Nova Scotia

Yarmouth meeting to consider creation of long-awaited radiation unit

A meeting in Yarmouth today will be perhaps the most important step in determining the future of cancer care options in the seaside community.

Meeting follows a year of lobbying to bring enhanced cancer services to the region

A meeting today in Yarmouth will consider the possibility of bringing radiation therapy to that part of the province. (Robert Short/CBC)

A meeting in Yarmouth today will be perhaps the most important step in determining if there will be an expansion of cancer care options in the seaside community.

The day-long meeting with 15 people, including patient advisors, health care professionals and administrators, will examine the possibility of a setting up a radiation unit at Yarmouth Regional Hospital.

Dr. Drew Bethune, medical director of the province's cancer care program, said the "deliberative engagement session" is the product of months and months of planning. It will consider options including creation of a radiotherapy unit, ways to make travel easier and lessen its consequences for patients, and remaining with the status quo.

Focused community lobby effort

The meeting follows a targeted and deliberate lobbying effort that started in the community about a year ago.

One of the people pushing the effort was Sandy Dennis, a town councillor who was diagnosed with cancer in February 2017. Dennis began trying to raise awareness about the challenges people face having to travel three hours to Halifax for radiation (chemotherapy treatment is available in Yarmouth).

Dennis said people quickly jumped on board with the effort and it wasn't long before an online group with thousands of members began an organized and concerted lobby effort. Since then, the health authority became engaged, 943 surveys were conducted, as were two focus groups.

After Sandy Dennis was diagnosed with lung cancer in February in 2017 she began raising awareness about the challenges of travelling from Yarmouth to Halifax for treatment. (Submitted)

Dennis, who will participate in the in-camera meeting as a member of the steering committee, has praise not only for the community but for Bethune and his team in Halifax. She said they've worked hard on the issue.

"We're down here, they're in Halifax, yet they understand the need and they understand what people are going through," she said. "We've had people here that have refused treatments because they can't afford to go to Halifax."
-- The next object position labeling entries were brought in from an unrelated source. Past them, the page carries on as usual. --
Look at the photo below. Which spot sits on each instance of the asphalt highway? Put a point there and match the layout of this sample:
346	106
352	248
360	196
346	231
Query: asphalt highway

Bethune said he's well aware of the burdens of traveling for patients including the distance, weather, cancelled appointments, difficulties related to accommodations and cost.

Small victories

The group in Yarmouth has seen some victories along the way. Dennis said the recent decision to open the Lodge That Gives on weekends, beginning later this month, is a significant help for people who need to be in Halifax for treatment and require accommodations. There's also been an community support network that's developed.

Bethune said the issue of a radiation unit in Yarmouth has been discussed multiple times through the years, but has remained unresolved. It's his hope today's meeting will provide clarity to what he called "a very complicated issue." In planning for the meeting, a medical ethicist was brought in to make sure all aspects of the matter are being considered.

There are also some inescapable realities: there is a finite amount of resources and setting up such a site would be extremely expensive — Bethune estimates it would cost about $20 million to build a unit in Yarmouth and an additional $3 million each year to staff it. There is also the challenge of recruiting doctors in a rural area.

Report to be written this summer

Part of the information to be reviewed during the meeting will look at population trends for the future and alternative ways that money could be spent within the system.

Dennis said people in her part of the province understand the bulk of the money needs to go to Halifax, but she thinks there needs to be the ability to provide more cancer care at that end of the province.

"Sydney has it, Halifax, so we need something here."

Bethune said the goal is to finalize recommendations at the meeting, write a report over the summer and deliver it to the Health Department, senior leadership of the provincial health authority and Health Minister Randy Delorey, who will ultimately have to make a decision.